As soon as Phil finished, Mary Akeley cut in. She was through sewing clothes and had begun to put them on a relatively bulky doll which Phil recognized as the portrait of Moe Brimstine she'd started on last night. To his amazement, Phil noticed that she was even putting underwear on the doll and slipping almost microscopically tiny objects into its pants pockets with a tiny tweezer.

She said, "Did you happen to find out, Phil, why little old Dr. Romadka kidnapped those three cats of ours?"

Phil explained, as briefly and unsickeningly as he could, what had happened to them.

Mary reached over her shoulder and got the doll that was the image of Dr. Romadka. She fixed on it her witchiest stare.

"Slow, slow acid dripped on your forehead," she incanted with a sincerity that sent gooseflesh coursing under Phil's shirt. "And I hope it's days before it gets in your eye. That's the first and mildest of your torments." She picked up the doll she'd been dressing and informed it, "That goes for you, too. After the acid really gets in the first eye, we deviate to other parts of your body. To begin with...."

A sudden cat fight prevented Phil from finding out just how nasty Mary Akeley's imagination could get. Sacheverell separated the five squalling combatants with a few painless but strategic kicks. Then he hitched up his turquoise slacks and said, looking at his wife severely, "Now perhaps we can forget all hates and other dark vibrations and get down to business.
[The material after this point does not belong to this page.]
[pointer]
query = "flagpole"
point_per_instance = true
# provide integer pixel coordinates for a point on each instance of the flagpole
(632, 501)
Here's the situation, Mr. Gish. Earlier today, Juno overheard her husband Jackie tell Cookie where Billig and Mr. Brimstine are hiding...."

"Just Moe Brimstine," Juno corrected dourly.

"Comes to the same thing," Sacheverell went on. "Now Jackie and Cookie are safely asleep upstairs...."

"Yes," Juno butted in again, "but they're not going to stay that way too much longer."

"Not after what you put in their whiskey?" Sacheverell asked her with a thin smile.